Extreme weather is now shaping international law

Andrew Freedman

The ties between human-caused climate change and extreme weather events became even more obvious in 2022 — and, for the first time, played a starring role in climate diplomacy.

Why it matters: The deadly, widespread flooding in Pakistan in late summer helped galvanize international support for a way to compensate poor countries for the disproportionate share of climate damage they are bearing.

The big picture: The world saw a litany of extreme weather and climate events in 2022, many of which scientists concluded were made more likely and/or severe due to climate change.

Europe was ravaged by deadly heat waves and wildfires.

Hurricane Ian was especially deadly, and went on a turbocharged boost of rapid intensification as it approached the vulnerable coast of southwest Florida in September.

Parts of Australia were hit by multiple rounds of flooding in 2022, consistent with both a La Niña event in the tropical Pacific Ocean and climate change trends in heavy precipitation events.

Extraordinary heat and drought struck China for more than two months over the summer, with more than 200 all-time high temperature records set.

And a devastating drought and famine continues to grip the Horn of Africa, which has ties to climate change, as well as climate cycles in the Pacific and Indian Oceans.

Zoom in: Any one of these events could have spurred policy changes, but it was the flooding in Pakistan that gave diplomats from developing nations the moral high ground needed to secure a deal at the COP27 climate talks on the fraught issue of “loss and damage.”

Loss and damage is UN-speak for the impacts of climate change in less developed countries, which have contributed comparably little to causing the problem yet are suffering from some of the worst consequences.

Ever since the Rio Earth Summit in 1992, the UN climate talks have featured periodic dustups on this topic, with little progress made until COP27 in Egypt in the fall.

There, diplomats from industrialized countries including the U.S., agreed to a two-year process of discussions to establish a fund that would compensate developing nations for the climate damage that they cannot adapt to.
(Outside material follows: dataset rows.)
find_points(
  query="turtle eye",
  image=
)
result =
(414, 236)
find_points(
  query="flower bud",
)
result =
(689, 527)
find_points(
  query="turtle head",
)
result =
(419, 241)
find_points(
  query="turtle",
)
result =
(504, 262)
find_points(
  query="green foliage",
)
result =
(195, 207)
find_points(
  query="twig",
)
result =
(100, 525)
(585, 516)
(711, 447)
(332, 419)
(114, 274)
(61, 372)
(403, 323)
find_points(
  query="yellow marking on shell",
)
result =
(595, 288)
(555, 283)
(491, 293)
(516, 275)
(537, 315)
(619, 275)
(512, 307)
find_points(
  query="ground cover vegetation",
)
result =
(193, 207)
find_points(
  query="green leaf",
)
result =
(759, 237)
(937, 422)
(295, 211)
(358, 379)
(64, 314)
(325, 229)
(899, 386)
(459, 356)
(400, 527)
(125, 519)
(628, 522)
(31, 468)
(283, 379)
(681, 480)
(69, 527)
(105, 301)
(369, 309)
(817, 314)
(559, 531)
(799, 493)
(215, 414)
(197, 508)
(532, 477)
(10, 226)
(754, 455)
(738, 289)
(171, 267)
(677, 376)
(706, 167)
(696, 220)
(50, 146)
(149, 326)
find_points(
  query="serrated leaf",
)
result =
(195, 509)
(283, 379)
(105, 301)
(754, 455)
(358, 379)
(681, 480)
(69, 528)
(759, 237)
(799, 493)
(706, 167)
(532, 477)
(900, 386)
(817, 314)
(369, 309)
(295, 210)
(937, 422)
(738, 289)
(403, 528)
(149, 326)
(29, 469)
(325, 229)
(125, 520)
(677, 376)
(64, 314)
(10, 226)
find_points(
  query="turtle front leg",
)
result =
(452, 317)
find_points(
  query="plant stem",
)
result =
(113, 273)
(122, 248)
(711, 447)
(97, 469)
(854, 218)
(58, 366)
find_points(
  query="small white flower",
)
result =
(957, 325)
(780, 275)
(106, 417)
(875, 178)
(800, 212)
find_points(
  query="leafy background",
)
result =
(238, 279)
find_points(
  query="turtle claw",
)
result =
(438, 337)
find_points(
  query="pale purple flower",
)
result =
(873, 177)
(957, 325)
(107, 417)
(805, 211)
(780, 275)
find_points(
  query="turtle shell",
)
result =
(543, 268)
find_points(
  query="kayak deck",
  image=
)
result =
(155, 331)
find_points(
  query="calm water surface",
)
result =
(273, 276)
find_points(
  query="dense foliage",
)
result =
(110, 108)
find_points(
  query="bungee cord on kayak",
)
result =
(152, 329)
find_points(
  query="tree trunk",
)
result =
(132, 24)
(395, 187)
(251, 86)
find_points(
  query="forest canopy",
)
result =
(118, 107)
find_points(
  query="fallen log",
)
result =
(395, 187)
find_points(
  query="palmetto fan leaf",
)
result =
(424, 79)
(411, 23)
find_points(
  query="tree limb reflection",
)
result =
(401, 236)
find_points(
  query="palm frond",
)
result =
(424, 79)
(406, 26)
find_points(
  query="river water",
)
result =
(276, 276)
Between the lines: The disaster in Pakistan likely had climate change ties, according to scientific investigations of the event.

For example, a study published in the wake of the disaster found that human-caused global warming likely increased two-month rainfall amounts by up to 50%. Climate change may have increased five-day rainfall amounts in just two of the hardest-hit provinces by up to 75%, the study found.
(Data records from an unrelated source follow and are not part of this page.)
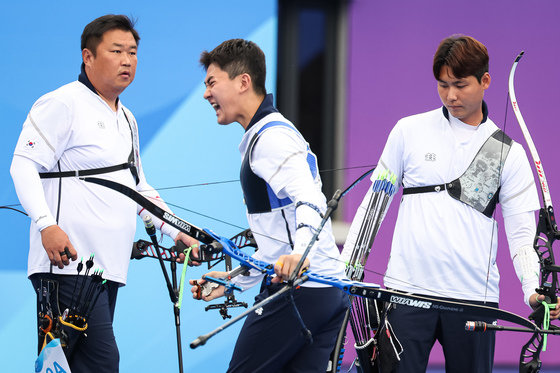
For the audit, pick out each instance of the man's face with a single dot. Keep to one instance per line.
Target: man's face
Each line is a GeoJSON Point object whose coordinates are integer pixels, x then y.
{"type": "Point", "coordinates": [222, 93]}
{"type": "Point", "coordinates": [463, 96]}
{"type": "Point", "coordinates": [114, 66]}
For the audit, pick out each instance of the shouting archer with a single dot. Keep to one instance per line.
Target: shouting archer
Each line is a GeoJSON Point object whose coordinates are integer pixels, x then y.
{"type": "Point", "coordinates": [285, 205]}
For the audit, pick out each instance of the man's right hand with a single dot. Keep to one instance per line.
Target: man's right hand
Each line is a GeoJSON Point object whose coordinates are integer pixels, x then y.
{"type": "Point", "coordinates": [199, 285]}
{"type": "Point", "coordinates": [58, 247]}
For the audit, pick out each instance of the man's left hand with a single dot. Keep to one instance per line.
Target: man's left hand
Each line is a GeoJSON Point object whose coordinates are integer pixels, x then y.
{"type": "Point", "coordinates": [536, 299]}
{"type": "Point", "coordinates": [286, 264]}
{"type": "Point", "coordinates": [189, 242]}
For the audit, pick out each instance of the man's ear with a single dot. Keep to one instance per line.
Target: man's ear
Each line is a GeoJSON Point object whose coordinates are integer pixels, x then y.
{"type": "Point", "coordinates": [87, 56]}
{"type": "Point", "coordinates": [246, 82]}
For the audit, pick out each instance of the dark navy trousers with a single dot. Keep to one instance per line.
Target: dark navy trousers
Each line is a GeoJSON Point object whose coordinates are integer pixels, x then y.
{"type": "Point", "coordinates": [271, 339]}
{"type": "Point", "coordinates": [465, 352]}
{"type": "Point", "coordinates": [96, 351]}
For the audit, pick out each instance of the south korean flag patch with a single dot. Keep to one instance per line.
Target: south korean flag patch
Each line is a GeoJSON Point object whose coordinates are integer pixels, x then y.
{"type": "Point", "coordinates": [30, 144]}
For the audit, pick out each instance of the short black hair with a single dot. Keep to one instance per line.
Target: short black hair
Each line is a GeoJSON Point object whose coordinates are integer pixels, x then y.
{"type": "Point", "coordinates": [464, 55]}
{"type": "Point", "coordinates": [236, 57]}
{"type": "Point", "coordinates": [93, 32]}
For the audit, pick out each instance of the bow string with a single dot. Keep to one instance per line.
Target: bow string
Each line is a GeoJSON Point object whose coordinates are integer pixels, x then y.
{"type": "Point", "coordinates": [547, 233]}
{"type": "Point", "coordinates": [354, 288]}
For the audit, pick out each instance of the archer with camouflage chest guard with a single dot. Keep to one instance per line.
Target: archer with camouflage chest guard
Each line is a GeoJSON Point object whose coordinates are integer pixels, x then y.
{"type": "Point", "coordinates": [455, 166]}
{"type": "Point", "coordinates": [285, 207]}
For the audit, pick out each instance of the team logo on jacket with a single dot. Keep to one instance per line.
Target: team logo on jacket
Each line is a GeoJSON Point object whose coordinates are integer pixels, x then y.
{"type": "Point", "coordinates": [430, 157]}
The intrigue: Just as each year is not expected to be the warmest year on record, due to the interaction between global warming and natural climate variability, not every year will set records for the worst climate disasters, either.
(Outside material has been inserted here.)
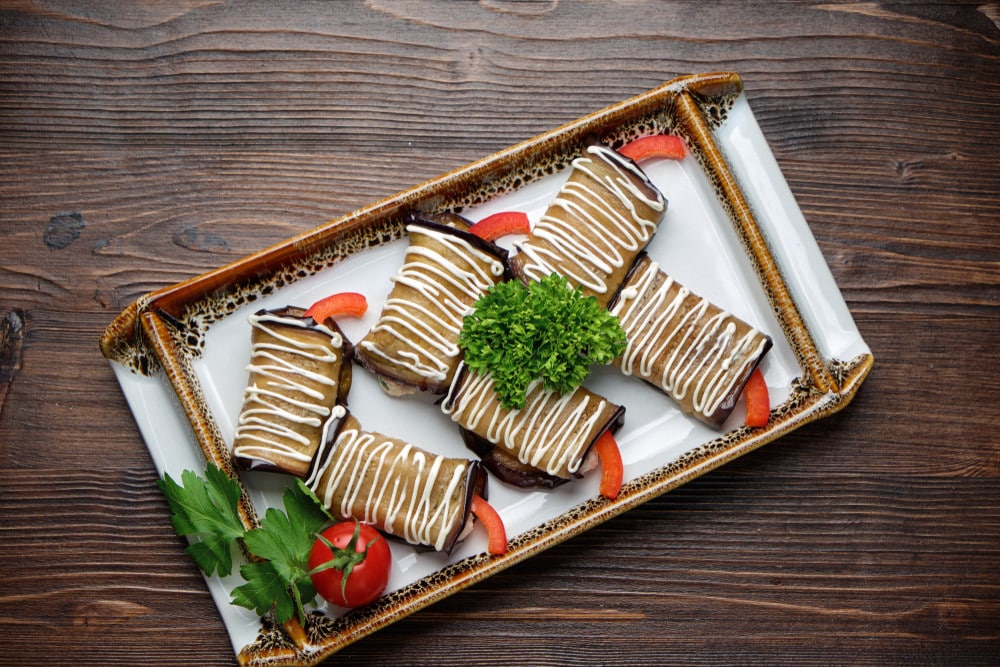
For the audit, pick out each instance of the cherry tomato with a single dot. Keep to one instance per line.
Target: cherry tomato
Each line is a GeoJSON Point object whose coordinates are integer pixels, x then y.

For example, even though 2022 was destructive in many parts of the world, the West Coast of the U.S. enjoyed a respite from the recent trend of record wildfires.

What they’re saying: “This dystopia is on our doorstep; it’s going to be next in their country,” said Pakistan’s climate minister, Sherry Rehman, in a September interview with Time, speaking of industrialized nations. “If you’re not understanding that it’s right here, right now, or that actions need to be taken post-haste, then you’re really sleepwalking into annihilation.”